On Friday, firefighters bulldozed a trench on one side of the village and then set a backfire in the dry vegetation to create a large fire break.
''It looked like napalm,'' part-time resident Dave Adams said of the backfire as he helped serve coffee Saturday at Grumpy Bear's Restaurant.
Jan Gant, who owns the log cabin-style restaurant, was busy serving breakfast Saturday morning and said she never had time to evacuate.
''I was feeding the firefighters,'' she said. ''The closer the fire got, the faster I cooked.''
The community has 43 full-time residents, and numerous weekend homes.
Eight firefighters had been injured.
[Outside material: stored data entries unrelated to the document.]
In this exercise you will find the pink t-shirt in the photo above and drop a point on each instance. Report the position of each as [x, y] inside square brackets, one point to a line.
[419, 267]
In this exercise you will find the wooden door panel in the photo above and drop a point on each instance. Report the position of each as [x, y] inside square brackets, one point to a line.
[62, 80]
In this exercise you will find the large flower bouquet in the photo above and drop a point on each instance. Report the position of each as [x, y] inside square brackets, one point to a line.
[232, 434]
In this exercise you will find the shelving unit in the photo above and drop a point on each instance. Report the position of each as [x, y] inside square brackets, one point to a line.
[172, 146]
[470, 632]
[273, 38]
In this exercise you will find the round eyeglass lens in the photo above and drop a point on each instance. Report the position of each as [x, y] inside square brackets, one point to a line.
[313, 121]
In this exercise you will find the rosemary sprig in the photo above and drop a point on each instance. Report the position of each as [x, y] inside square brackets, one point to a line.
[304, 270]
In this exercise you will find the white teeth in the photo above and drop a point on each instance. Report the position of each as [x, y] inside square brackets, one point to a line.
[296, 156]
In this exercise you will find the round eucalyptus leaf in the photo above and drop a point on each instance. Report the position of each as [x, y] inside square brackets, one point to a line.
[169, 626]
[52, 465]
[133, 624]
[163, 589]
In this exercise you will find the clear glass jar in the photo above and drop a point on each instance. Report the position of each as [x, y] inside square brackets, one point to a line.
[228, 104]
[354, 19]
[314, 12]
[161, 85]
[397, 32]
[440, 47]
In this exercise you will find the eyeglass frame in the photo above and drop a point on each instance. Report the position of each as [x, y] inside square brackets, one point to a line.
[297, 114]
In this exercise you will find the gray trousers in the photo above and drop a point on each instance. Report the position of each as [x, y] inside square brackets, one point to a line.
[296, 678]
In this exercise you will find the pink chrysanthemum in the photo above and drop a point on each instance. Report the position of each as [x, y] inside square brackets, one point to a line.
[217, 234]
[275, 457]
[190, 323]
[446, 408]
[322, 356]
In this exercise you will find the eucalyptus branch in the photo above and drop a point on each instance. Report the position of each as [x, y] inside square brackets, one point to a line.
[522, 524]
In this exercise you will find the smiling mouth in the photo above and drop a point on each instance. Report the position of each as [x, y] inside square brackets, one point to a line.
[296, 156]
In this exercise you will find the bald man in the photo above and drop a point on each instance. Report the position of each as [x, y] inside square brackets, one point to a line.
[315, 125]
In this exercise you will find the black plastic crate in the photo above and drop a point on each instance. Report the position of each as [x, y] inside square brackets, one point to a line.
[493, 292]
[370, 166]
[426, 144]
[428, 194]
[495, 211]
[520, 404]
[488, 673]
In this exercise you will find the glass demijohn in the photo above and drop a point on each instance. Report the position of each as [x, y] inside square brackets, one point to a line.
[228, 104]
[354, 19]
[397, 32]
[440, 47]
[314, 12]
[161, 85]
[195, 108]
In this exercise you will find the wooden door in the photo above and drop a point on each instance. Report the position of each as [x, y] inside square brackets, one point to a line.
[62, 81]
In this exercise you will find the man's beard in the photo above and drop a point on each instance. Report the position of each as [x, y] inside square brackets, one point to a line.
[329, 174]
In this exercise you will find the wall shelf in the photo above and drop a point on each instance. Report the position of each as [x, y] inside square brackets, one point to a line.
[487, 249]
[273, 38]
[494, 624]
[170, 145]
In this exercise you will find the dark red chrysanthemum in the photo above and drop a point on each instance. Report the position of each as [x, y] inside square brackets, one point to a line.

One was taken to a burn center in Los Angeles, 160 miles to the south, with first- and second-degree burns on one arm.
Elsewhere in the West, crews fighting a huge blaze in Idaho placed protective wrapping on historic buildings in the Salmon-Challis National Forest, including the Leesburg gold mining town, one of the state's first settlements.
That fire near the Montana state line was moving about a mile a day and had charred 60,000 acres.
Another Idaho fire, which burned onto the grounds of the Idaho National Engineering and Environmental Laboratory, was contained at 30,000 acres.
An enormous range fire in northeastern Nevada raged largely unchecked Saturday, having charred at least 54,000 acres, and officials warned of gusty wind and triple-digit temperatures.
''The extreme danger existing in Nevada through this weekend cannot be underestimated,'' said Nevada state Bureau of Land Management Director Bob Abbey.
Crews in Utah worked Saturday to put out dozens of wildfires that had blackened about 35,000 acres. Flames of a 1,000-acre blaze about 31 miles south of Salt Lake City, in South Fork and Bear Canyon, were within sight of several homes.
Two big fires in eastern Washington were virtually neutralized. One, a 9,500-acre fire in Okanogan County, had destroyed 37 homes since last weekend.
Colorado fire crews had been aided by slightly cooler, wetter weather as they made progress against several fires. Firefighters were completing a line around the 23,000-acre blaze in Mesa Verde National Park.
Calmer wind early Saturday allowed firefighters to return to the lines of an 8,000-acre blaze on the Fort Apache Indian Reservation in eastern Arizona. Gusty wind on Friday swept flames through one firefighters' camp.
''The winds really took us to task,'' said spokeswoman Chadeen Palmer.